Title: Probing Cosmic Transients Across Scales: From Fast X-ray Transients to a Nearby Type IIP SN 2024ggi
Speaker: Dr. Amar Aryan (NCU)
Abstract:
Our dynamic universe helps us investigate its nature by continuously
providing explosive/eruptive transients that span an enormous range of
timescales, luminosities, and physical origins. From fast X-ray
transients, whose X-ray emission lasts from a few tens to several
thousand seconds, to supernovae that evolve over months, these
phenomena offer crucial insights into compact objects, massive stars,
and the final stages of stellar evolution. In the colloquium, I will
present two complementary studies of time-domain transients.

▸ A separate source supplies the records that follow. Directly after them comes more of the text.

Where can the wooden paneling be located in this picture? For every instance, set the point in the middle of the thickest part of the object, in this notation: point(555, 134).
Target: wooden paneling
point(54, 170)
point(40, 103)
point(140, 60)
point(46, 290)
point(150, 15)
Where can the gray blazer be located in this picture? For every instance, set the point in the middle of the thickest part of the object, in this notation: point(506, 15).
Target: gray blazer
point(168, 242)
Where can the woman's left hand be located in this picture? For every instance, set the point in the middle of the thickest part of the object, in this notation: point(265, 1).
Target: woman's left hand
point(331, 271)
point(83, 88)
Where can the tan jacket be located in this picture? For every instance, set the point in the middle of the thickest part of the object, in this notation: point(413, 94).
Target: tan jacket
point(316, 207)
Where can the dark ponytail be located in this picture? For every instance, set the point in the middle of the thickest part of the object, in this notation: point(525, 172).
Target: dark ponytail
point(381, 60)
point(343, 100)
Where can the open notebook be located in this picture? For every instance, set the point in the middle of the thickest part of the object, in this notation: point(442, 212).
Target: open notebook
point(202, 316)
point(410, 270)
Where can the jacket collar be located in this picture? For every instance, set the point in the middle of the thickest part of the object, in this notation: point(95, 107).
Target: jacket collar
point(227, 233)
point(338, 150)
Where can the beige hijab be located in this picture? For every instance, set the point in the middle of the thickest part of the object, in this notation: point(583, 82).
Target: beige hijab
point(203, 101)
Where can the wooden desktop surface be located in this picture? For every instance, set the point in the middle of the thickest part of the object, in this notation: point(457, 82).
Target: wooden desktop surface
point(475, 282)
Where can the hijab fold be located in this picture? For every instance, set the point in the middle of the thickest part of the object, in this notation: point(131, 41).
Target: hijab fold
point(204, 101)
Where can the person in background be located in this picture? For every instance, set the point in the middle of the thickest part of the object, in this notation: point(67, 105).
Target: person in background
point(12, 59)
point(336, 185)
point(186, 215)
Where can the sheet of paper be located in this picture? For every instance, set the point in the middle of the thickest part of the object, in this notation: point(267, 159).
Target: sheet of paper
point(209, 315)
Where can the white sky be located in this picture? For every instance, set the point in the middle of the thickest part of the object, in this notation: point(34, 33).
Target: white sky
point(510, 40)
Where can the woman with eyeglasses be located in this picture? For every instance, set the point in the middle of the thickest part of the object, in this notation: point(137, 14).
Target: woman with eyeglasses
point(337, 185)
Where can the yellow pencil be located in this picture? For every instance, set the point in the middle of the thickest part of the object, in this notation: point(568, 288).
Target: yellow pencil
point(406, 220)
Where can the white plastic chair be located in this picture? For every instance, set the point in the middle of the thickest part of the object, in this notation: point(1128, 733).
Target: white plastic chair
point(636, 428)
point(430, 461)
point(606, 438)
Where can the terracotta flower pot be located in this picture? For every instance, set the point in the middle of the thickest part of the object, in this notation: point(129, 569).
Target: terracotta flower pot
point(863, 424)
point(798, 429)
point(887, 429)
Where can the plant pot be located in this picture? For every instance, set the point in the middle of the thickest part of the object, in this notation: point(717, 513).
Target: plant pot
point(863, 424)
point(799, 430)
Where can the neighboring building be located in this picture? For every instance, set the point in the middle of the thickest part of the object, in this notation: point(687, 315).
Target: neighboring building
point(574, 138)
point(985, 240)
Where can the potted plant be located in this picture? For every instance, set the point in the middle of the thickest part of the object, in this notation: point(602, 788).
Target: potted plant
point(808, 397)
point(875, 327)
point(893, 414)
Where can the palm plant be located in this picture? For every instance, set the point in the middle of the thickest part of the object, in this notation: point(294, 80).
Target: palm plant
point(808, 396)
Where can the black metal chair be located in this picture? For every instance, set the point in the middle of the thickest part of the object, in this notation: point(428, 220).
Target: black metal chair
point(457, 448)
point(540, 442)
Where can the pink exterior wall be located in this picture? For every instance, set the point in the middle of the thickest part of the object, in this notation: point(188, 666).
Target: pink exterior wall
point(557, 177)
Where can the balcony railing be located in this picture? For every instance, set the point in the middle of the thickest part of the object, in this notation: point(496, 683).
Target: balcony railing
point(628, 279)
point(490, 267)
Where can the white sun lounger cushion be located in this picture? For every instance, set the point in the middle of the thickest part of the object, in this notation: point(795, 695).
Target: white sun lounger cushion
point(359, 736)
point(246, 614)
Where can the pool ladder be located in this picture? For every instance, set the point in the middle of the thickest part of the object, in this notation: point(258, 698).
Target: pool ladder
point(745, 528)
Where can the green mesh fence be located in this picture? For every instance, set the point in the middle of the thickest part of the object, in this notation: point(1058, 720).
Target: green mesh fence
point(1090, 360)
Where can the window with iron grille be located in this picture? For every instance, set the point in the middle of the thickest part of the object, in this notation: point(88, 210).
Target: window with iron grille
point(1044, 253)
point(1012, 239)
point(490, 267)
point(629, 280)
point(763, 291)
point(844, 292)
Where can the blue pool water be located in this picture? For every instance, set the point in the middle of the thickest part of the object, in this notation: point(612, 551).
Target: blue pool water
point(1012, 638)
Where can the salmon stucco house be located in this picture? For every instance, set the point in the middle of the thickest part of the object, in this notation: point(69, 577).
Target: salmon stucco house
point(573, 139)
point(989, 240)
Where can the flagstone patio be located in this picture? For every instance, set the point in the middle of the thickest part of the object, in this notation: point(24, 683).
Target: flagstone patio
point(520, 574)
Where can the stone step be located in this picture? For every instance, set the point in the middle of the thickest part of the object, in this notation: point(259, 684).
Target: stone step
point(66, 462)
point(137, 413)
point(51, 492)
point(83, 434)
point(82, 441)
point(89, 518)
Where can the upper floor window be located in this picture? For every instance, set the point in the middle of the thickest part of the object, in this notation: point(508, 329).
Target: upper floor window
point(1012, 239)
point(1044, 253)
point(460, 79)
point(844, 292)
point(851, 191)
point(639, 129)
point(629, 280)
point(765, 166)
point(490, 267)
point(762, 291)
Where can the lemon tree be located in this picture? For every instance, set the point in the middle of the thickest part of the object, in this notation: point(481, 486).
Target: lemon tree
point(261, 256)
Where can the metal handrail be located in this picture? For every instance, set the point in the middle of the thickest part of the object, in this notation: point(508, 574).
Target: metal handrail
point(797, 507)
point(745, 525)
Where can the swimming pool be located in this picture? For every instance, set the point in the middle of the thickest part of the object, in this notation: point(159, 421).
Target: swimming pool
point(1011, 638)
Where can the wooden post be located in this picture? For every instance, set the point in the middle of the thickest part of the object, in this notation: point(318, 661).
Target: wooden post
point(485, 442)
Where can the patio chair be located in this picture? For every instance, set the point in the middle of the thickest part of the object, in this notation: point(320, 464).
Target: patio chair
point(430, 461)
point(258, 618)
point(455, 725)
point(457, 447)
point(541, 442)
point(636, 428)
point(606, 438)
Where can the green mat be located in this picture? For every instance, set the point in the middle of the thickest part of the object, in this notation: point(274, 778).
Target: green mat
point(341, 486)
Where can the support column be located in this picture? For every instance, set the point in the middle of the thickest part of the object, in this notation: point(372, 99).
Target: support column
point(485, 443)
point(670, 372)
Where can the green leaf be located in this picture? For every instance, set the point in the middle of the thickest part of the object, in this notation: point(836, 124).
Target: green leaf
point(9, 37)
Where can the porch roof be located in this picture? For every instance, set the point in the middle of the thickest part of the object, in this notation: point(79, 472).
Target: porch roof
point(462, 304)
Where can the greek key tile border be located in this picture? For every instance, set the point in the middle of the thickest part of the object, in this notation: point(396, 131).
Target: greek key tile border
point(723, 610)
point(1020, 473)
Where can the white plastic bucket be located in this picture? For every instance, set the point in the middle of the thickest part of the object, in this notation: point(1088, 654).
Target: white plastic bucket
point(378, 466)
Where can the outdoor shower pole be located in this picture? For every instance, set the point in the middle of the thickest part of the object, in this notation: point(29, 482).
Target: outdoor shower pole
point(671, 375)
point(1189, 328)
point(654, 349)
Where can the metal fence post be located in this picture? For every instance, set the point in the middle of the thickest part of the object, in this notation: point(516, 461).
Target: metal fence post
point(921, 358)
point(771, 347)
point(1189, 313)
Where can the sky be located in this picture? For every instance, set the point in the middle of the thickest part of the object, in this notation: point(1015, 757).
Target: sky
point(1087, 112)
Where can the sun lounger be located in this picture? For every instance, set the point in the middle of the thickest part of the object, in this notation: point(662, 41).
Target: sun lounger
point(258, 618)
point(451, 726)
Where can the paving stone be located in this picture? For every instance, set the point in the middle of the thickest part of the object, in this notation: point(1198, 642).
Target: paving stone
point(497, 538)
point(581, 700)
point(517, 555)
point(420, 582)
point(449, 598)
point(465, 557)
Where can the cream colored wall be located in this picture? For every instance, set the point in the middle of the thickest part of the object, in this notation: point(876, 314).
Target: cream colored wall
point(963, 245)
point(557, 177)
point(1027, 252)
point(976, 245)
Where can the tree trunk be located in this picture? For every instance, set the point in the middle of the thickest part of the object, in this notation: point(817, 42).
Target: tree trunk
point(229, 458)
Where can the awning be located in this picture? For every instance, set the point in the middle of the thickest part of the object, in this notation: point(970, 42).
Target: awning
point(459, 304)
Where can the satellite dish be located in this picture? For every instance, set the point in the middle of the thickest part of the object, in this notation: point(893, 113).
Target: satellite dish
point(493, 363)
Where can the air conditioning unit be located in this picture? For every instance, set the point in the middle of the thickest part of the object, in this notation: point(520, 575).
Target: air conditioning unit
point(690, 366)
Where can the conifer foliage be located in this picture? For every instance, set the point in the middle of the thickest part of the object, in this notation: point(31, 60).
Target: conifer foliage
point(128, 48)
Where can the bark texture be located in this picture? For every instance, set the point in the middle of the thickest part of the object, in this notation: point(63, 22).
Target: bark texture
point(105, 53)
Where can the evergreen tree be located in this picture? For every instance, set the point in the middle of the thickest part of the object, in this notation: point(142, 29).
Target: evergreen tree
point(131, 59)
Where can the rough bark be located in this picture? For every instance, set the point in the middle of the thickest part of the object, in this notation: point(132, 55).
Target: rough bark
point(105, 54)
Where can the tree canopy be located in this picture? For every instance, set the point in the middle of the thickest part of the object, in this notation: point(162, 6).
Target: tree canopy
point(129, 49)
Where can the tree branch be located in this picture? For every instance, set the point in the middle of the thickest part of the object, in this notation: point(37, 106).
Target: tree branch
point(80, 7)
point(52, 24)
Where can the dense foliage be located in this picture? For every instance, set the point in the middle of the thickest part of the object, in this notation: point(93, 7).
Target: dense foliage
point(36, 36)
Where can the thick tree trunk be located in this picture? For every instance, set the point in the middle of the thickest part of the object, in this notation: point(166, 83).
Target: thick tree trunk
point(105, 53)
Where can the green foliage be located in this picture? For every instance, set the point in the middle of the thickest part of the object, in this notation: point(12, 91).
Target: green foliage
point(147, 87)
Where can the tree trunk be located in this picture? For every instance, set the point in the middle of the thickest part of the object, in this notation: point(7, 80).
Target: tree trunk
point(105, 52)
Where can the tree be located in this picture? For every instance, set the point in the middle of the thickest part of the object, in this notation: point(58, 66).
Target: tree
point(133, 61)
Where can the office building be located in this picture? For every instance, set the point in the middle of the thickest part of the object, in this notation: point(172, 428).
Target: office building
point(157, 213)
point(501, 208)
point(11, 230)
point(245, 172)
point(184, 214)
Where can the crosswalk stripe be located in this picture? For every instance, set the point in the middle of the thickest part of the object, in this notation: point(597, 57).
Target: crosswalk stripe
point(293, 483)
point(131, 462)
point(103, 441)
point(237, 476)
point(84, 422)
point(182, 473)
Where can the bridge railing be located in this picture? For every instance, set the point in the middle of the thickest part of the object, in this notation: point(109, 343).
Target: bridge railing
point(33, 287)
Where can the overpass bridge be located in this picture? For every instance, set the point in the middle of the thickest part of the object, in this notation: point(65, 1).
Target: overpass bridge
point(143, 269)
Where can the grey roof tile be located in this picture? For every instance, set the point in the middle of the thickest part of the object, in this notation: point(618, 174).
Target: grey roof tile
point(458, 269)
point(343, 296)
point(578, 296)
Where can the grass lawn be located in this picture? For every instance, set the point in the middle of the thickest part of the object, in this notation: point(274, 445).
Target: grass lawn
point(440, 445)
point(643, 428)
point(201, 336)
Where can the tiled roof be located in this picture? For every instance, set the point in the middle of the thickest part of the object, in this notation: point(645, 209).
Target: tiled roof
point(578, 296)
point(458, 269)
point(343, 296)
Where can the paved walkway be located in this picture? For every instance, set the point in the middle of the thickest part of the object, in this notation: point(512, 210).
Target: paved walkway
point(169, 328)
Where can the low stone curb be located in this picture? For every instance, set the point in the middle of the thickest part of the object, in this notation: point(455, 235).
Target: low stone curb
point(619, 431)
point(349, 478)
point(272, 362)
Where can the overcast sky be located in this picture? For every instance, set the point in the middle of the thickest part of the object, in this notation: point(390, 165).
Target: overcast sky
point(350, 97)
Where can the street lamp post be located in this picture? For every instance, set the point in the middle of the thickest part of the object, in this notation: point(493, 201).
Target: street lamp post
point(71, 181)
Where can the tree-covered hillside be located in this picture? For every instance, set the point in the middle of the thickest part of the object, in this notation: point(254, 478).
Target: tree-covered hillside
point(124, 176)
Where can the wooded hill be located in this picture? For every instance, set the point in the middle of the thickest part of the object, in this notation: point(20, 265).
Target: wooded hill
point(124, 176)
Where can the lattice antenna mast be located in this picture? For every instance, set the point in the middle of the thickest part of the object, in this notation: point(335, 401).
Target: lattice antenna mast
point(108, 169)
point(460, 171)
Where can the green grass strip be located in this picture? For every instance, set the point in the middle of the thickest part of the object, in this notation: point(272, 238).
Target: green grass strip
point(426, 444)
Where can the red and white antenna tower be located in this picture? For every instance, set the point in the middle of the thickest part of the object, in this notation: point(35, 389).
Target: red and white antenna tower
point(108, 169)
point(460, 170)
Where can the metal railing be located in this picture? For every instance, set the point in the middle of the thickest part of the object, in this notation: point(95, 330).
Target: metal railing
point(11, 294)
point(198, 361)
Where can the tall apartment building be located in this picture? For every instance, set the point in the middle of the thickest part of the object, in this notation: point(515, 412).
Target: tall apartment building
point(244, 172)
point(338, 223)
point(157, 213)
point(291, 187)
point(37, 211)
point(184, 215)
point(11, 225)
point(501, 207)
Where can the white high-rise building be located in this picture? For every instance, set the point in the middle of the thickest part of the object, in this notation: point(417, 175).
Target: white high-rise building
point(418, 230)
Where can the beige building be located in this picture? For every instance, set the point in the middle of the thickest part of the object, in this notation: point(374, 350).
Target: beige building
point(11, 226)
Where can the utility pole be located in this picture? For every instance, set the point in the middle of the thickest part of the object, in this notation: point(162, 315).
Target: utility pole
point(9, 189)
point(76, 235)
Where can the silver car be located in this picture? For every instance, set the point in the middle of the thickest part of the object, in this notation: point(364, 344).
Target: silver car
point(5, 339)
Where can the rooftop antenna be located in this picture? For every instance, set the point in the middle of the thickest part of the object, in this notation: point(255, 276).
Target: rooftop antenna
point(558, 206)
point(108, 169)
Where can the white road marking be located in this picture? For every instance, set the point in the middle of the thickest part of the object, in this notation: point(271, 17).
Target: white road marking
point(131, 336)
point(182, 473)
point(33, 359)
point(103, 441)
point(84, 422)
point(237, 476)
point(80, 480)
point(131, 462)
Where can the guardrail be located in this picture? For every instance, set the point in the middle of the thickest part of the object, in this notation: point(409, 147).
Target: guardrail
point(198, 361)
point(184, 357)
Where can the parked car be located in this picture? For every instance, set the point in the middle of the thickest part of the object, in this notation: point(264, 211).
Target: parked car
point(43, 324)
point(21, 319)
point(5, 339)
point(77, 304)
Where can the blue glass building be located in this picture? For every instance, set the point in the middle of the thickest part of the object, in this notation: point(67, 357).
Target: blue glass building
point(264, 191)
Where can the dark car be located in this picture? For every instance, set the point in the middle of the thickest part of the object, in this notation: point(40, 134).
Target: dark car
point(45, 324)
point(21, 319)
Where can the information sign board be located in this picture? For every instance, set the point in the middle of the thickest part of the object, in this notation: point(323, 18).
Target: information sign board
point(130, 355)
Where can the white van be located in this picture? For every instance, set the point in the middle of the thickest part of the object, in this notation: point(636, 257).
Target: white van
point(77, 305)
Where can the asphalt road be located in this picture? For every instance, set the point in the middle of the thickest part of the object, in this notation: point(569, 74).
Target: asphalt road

First, I
will discuss our rigorous effort to search for optical counterparts to
fast X-ray transients discovered by the Einstein Probe mission within
the first year of its operation. Using rapid follow-up observations
with Lulin Observatory, we attempt to constrain the nature of these
enigmatic transient events. In the second part, I will turn to the
nearby Type IIP supernova SN 2024ggi in NGC 3621. I will summarize its
discovery and our early extensive follow-up campaign, and then present
constraints on its progenitor and explosion properties derived from
pre-explosion imaging and hydrodynamic modeling. Together, these
studies illustrate how coordinated multi-wavelength observations from
high-energy satellites to ground-based optical facilities, and
hydrodynamic simulations allow us to probe explosive/eruptive
astrophysical phenomena across vastly different timescales.